The concept of God (Yahweh/YHWH) itself is a borrowed ancient God from a Canaanite semetic religion. Yahweh/"God" (the Christian God) itself is the national God of Israel (John 1:49)--'national' in the classical meaning: "Birth, race of people"--who encompasses 'all' of the Israelites, entailing to correctly mean by the descendants of Abraham and all those who inherited Israel, for it is the homeland--and salvation--of the ethnic Jews. In 'Isaiah 40:15' the 'Isles of the Gentiles' (Gentiles implicating non Jews)--meaning Western of Israel towards Egypt and Greece; the Pagans of Egypt and Europe.
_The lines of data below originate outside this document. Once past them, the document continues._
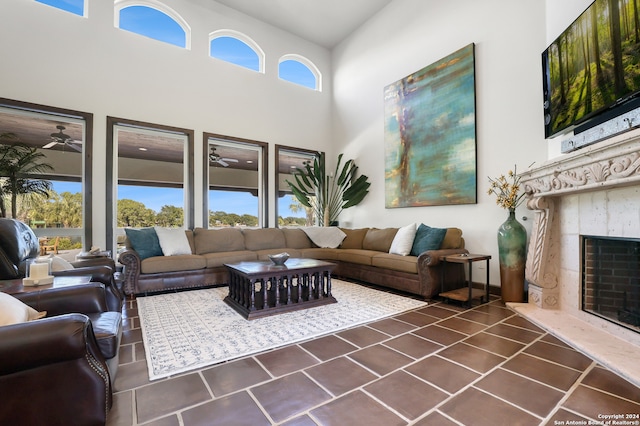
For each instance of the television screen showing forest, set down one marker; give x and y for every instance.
(593, 65)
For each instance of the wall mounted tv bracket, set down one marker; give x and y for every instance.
(619, 124)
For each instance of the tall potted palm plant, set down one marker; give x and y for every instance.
(17, 163)
(328, 194)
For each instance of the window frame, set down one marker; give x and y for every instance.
(278, 148)
(118, 5)
(307, 63)
(111, 180)
(85, 7)
(87, 152)
(264, 175)
(243, 38)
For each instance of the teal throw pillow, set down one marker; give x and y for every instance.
(427, 238)
(144, 241)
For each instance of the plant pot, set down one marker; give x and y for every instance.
(512, 249)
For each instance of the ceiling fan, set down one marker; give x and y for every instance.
(215, 158)
(60, 138)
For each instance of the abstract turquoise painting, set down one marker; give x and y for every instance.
(430, 134)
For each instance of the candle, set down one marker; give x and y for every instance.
(38, 270)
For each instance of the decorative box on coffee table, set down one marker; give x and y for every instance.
(260, 288)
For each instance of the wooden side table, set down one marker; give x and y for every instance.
(467, 293)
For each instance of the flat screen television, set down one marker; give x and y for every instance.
(591, 72)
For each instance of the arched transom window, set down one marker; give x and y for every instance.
(152, 19)
(236, 48)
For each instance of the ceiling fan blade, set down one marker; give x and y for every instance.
(74, 146)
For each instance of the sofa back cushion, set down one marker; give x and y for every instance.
(354, 238)
(296, 238)
(379, 239)
(263, 239)
(218, 240)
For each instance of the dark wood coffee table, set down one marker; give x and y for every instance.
(258, 289)
(16, 286)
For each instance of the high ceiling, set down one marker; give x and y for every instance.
(324, 22)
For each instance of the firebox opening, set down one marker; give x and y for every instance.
(611, 279)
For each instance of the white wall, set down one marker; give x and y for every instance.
(411, 34)
(51, 57)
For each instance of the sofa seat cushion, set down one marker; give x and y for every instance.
(320, 253)
(215, 260)
(107, 327)
(263, 254)
(181, 262)
(396, 262)
(362, 257)
(218, 240)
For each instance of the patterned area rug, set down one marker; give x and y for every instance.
(193, 329)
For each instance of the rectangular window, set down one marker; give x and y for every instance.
(57, 148)
(236, 182)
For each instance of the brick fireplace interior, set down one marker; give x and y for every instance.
(594, 191)
(611, 279)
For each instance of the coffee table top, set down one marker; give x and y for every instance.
(260, 267)
(15, 285)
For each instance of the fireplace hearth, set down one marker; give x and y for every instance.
(611, 279)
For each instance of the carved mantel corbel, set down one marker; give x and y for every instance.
(541, 269)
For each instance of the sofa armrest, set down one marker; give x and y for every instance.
(130, 259)
(85, 299)
(53, 364)
(431, 274)
(46, 341)
(99, 274)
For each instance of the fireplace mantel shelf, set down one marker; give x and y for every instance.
(608, 164)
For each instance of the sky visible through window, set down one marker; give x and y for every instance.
(152, 23)
(297, 73)
(235, 51)
(73, 6)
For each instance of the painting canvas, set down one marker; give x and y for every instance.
(430, 135)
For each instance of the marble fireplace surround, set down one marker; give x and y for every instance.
(592, 191)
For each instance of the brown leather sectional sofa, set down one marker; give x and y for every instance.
(362, 256)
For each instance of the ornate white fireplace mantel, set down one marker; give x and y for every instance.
(611, 164)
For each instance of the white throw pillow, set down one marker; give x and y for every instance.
(13, 311)
(173, 241)
(403, 241)
(60, 264)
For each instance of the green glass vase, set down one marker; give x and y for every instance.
(512, 250)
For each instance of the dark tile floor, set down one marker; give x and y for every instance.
(437, 365)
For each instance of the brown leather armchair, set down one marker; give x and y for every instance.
(59, 370)
(19, 246)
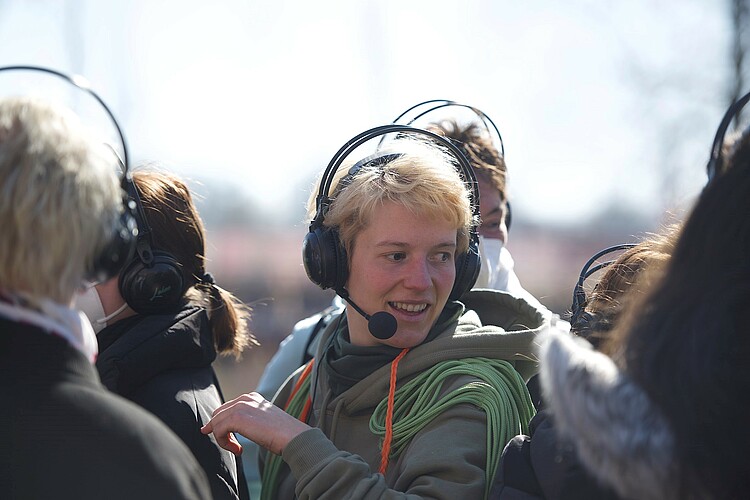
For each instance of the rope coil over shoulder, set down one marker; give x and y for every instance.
(499, 391)
(297, 405)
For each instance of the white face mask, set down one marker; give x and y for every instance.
(493, 274)
(90, 304)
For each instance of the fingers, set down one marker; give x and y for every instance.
(255, 418)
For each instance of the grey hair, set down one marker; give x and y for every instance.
(59, 199)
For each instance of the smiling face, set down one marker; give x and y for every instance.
(403, 264)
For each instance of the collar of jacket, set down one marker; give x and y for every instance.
(621, 437)
(136, 349)
(471, 337)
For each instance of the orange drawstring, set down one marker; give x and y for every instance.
(386, 451)
(308, 404)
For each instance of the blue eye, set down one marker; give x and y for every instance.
(397, 256)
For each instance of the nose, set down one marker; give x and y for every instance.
(418, 275)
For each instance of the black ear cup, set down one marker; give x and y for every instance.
(324, 258)
(468, 265)
(119, 250)
(153, 288)
(580, 319)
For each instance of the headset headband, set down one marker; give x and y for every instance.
(83, 84)
(323, 200)
(579, 294)
(716, 160)
(444, 103)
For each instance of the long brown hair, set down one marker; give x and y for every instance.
(178, 229)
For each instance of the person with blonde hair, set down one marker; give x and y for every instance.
(161, 322)
(63, 220)
(410, 392)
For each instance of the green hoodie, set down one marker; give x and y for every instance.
(340, 456)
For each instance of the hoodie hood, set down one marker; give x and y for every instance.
(137, 349)
(476, 334)
(619, 435)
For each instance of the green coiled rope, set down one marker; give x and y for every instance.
(499, 391)
(269, 479)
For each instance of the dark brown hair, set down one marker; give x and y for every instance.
(476, 144)
(177, 228)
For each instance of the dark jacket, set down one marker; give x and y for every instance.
(542, 466)
(163, 363)
(63, 435)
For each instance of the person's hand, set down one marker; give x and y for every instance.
(255, 418)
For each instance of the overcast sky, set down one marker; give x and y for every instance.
(598, 102)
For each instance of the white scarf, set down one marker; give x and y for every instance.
(54, 319)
Jesus is many times himself is referred to as a Rabbi (i.e. John 1:49). It's also interesting how you neglect--or are otherwise ignorant to--of contradictory, *and crucial*, details like Isaiah 60:90-12 where they refer to these Gentiles (aka, the Greeks, aka your supposed 'Galilean Greek' narrative) as a distinctively *foreign nation*: "[10] Foreigners (Greeks) shall build up your walls".
To further elaborate about the 'God (Yahweh; Israelite Jewish God) of Israel', there is at no point made the distinction that the rest of the Israelites of non Galilean habitation are therefore Gentiles likewise to the Egyptians; could it be perhaps because they are, the obvious and if not already overstated, also ethnic Jews themselves? If it were not so a crucial detail, why was such a major oversight made in a book so supposedly the lore of God-Yahweh.